Neste Domingo
o Cristo Ressuscitado mais uma vez nos convida: “Vinde a mim todos os que estão
cansados e oprimidos”, (Mt 11,26) nos reúne como
assembleia santa fazendo desta liturgia “o lugar tranquilo” para este momento
de íntima convivência com Ele como o fez com seus apóstolos.
O profeta Jeremias, (cf. Jr 23,1-6) em nome de Deus, disse palavras duríssimas aos
“pastores” de Israel: “Ai dos pastores
que perdem e dispersam as ovelhas do meu rebanho!... Vós dispersastes as minhas
ovelhas, as expulsastes e não cuidastes delas.” (v. 1-2) “Este oráculo
de Jeremias contra os lideres políticos traidores das esperanças populares
situa-se provavelmente no tempo do rei Sedecias, que governou Judá de 597 a 586
a.C. No ano 597 a.C. Nabucodonosor, rei da Babilônia, entrou em Jerusalém,
prendeu o rei Joaquin e o mandou exilado para a Babilônia. É a primeira
deportação da população de Jerusalém. No lugar de Joaquin, Nabucodonosor pos
Matanias, mudando-lhe o nome para Sedecias (nome que significa «Javé é a minha
justiça»). Esse detalhe é importante porque no v. 6, final do texto de hoje,
Jeremias anuncia que o novo líder fará justiça, mas não a justiça do tirano
Nabucodonosor, e sim a que o povo quer e espera. Por isso o novo líder se
chamará «Javé é a nossa justiça», a justiça que Javé e o povo querem.

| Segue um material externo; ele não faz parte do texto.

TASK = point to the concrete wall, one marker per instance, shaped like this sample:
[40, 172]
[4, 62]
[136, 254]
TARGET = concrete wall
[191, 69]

É sob o pano de fundo da primeira deportação, da
incompetência das lideranças políticas do país e da prepotência de
Nabucodonosor que se crê justiceiro de Deus, que vamos entender o oráculo contra
os pastores, isto é contra os lideres políticos do povo de Deus.” (Bortolini,
2006.)
Sedecias este rei fantoche pela graça de
Nabucodonosor, não pela graça de Deus, é um homem fraco que se deixa manejar
por seus cortesãos até que vem sobre Jerusalém e seu templo a ruina definitiva.
Personagens como Sedecias, símbolo do desgoverno, enchem diariamente os nossos noticiários.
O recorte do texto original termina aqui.